So they are delivering value to the business but just not directly with their credit cards and dollars. I see a lot of people going after the freemium model that don’t have that built in into the model so of course in the end it’s going to fail and it’s going to be more expensive.

And the last but not least, over the long term, you need a path to go from the individual account to the team account. Because that’s where this model freakin’ takes off. And so you see this with Dropbox and Evernote – they start with the individual, they got power user plans and now they’re expanding into the organization and they can get those organizations much more efficiently because they have a bunch of individuals already on that product.

And so you have to have those four elements to make the freemium model work extremely well. There are some exceptions to all those things. But those are the really big killer model. Beyond that, is that getting the freemium model to work requires a ton of investment into product, technology and data doing the work for you, and not humans.

And that goes for acquiring users, activating them, retaining them as well as upgrading users on to even higher tiers and the end of the spectrum. You can’t have humans solving all of those problems because it just gets way too expensive.

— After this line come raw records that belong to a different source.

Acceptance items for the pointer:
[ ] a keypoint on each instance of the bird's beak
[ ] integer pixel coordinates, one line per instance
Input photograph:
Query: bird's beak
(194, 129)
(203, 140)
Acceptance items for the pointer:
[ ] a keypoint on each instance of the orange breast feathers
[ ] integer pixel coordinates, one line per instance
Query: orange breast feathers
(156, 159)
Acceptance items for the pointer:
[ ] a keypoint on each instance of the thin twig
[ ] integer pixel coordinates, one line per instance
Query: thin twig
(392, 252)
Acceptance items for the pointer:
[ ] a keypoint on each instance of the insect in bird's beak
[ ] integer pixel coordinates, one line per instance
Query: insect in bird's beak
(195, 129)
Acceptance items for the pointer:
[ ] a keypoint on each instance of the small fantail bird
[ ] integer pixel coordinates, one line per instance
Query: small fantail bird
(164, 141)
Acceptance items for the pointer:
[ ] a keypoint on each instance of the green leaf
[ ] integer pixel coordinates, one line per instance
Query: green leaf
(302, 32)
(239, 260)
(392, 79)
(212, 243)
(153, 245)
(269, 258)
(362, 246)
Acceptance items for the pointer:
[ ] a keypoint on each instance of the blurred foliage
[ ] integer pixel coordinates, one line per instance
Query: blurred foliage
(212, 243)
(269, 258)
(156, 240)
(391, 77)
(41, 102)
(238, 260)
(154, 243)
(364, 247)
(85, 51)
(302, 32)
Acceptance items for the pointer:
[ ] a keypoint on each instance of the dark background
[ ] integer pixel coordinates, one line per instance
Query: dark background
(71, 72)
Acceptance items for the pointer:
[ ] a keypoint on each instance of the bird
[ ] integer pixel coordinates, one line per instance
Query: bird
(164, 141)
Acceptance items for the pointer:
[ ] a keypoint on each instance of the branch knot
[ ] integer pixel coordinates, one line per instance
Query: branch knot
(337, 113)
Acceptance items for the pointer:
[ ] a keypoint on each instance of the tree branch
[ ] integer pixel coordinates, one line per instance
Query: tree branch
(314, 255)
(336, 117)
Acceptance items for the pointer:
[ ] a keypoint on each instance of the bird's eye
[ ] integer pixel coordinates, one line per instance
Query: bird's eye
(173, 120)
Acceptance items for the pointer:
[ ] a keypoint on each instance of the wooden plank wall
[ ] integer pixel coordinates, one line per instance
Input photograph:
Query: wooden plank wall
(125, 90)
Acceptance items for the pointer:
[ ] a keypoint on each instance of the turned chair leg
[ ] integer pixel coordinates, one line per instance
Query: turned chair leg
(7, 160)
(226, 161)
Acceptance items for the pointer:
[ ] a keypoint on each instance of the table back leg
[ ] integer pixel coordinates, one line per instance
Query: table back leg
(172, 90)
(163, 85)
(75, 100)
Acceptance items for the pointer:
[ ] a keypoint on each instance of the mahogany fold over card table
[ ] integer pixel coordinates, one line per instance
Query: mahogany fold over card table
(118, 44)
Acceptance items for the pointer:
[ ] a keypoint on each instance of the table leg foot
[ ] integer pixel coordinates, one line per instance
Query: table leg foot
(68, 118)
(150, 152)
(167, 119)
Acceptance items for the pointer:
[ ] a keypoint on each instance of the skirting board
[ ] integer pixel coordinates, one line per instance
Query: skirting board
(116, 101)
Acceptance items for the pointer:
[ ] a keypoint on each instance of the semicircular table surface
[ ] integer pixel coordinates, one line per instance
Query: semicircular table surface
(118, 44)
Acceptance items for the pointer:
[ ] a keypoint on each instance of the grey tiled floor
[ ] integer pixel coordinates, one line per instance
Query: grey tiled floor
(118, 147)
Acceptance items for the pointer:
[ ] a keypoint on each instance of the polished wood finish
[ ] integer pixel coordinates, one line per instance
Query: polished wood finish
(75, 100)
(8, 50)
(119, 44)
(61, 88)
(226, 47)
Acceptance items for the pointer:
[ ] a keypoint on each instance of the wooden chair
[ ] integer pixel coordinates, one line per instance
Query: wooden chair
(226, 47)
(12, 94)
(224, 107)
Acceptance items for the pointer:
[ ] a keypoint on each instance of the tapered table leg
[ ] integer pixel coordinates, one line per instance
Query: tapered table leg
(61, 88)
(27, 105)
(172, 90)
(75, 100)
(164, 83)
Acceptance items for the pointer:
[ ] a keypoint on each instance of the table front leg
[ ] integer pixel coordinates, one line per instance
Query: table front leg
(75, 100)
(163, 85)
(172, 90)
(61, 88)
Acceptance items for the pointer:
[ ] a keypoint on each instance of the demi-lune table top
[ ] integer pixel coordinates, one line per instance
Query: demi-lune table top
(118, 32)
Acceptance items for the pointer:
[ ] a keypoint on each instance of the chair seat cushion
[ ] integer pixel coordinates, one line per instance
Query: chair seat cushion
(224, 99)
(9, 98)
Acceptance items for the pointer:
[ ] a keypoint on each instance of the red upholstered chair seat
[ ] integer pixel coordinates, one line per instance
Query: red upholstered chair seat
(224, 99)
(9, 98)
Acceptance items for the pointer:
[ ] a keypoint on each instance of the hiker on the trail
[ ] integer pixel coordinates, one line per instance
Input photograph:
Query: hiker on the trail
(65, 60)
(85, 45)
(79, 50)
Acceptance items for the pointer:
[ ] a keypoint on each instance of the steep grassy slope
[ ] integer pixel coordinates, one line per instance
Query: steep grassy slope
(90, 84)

And so a lot of times we engineers and product managers think about their job as basically crafting this feature to solve a problem, but the problem in this freemium model isn’t just about ‘I need to get this task done as a user’, but part of the problem is knowing about the feature, understanding the feature, being able to easily adopt the feature, remembering to use the features.

Because if we fail on those fronts, are we really solving the user problem in the end – NO. And we have to be able to do that with the product and technology and that’s very very different then how a lot of people are used to operating. So, freemium model is really hard, but if you nail those things, it’s a really exciting model to work on and can be a really powerful business.